There are numerous CCMA and Bargaining Council arbitration awards and Labour Court judgments which have held that, in certain circumstances, cases of minor theft do not necessarily warrant dismissal.  That’s not always true however.  There are indeed circumstances of minor theft, involving a relatively insignificant financial loss to the employer, which do none the less warrant dismissal.

Our Courts have, over the years, been required to address the question of whether, or not, the value of that stolen by an employee has any baring on the automatic assumption that ‘theft is theft’ and will always justify dismissal.

One of the most often referred to cases on this issue goes back to a Labour Appeal Court in Anglo American Farms v Komjwayo (1992) 13 ILJ 573, in which a waiter was dismissed for the consumption of a can of Fanta cool drink.

The employee’s defence was that the cool drink had been paid for by the guest, but left it behind.  The employer was appealing the Industrial Court’s finding that the decision to dismissal the employee “was clearly unreasonable and unfair inasmuch as it was too harsh, bearing in mind the nature and small value of the property stolen” amongst other things”.

The Labour Appeal Court came to a different conclusion, holding that the dismissal of the employee was indeed fair.  More especially, the Labour Appeal Court held that “in regards the intrinsic substantive fairness or unfairness of the dismissal, much was made on respondent’s behalf, both in the industrial court and in this court, of the small value of the Fanta soft drink, viz 65 cents. There is no doubt that the value of an article which is stolen may, and often does, play a significant role when the question of an appropriate penalty is considered. However, this role is not always, or necessarily, such that low value is always a conclusive indication that only a lenient penalty is called for” adding that “it seems to me that the relationship between an employer and such an employee is of such a nature that, for it to be healthy, the employer must, of  necessity, be confident that he can trust the employee not to steal his stock in trade.  If that confidence is destroyed or substantially diminished by the realisation that the employee is a thief, the continuation of their relationship can be expected to become intolerable, at least for the employer.  Thenceforth he will, as it were, have to be continually looking over his shoulder to see whether his employee is being honest”.

This case was heard prior to the post-1994 amendments to our labour law regime.  Whilst this authority has less standing vis a vis subsequent case law, it remains of relevance.  An unsuccessful attempt to steal has been shown to reveal a ‘thieving propensity’.

In the more recent CCMA arbitration hearing in FAWU obo Ngxokolo, Zoliwe Mapu v Summerstrand Hotel (Case number ECPE6770-17), the employee was found guilty of “taking a banana and a box (of) juice from the storeroom”.

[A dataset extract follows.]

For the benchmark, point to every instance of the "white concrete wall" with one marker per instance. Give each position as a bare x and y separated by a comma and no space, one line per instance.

Staff were entitled to one meal each per shift, and juice which was in a container in the kitchen.  In addition, they were entitled to unlimited access to tea and coffee.  On the day in question, the employee had her meal, and thereafter, was observed on a video camera, “getting into the storeroom where she took a banana and a box of juice and ate them”.

The employer submitted that it spent approximately half a million Rand per annum on food for staff, and five other employees had been dismissed from the kitchen for similar offences in the kitchen.

The employee admitted having taken the banana and juice after having been shown the video footage.  She had recently been promoted, and had taken the food in front of a more junior employee.  To make matters worse, she showed no remorse.  In  her defence, the employee submitted that she was dizzy before she took the banana and juice, as she had a chronic condition, continuing that she “took” the items, but did not “steal” them.

The Commissioner held that the employee was in constant denial of the charge of unauthorised possession of company property “even though she admitted to taking the banana and juice without authorisation and eating them.  Denials cannot come in a worse form than that”.  The arbitration award continued that “her denials and hiding behind improbabilities were a demonstration of a lack of remorse on the part of the (employee)”.

The dismissal of the employee was held to have been fair.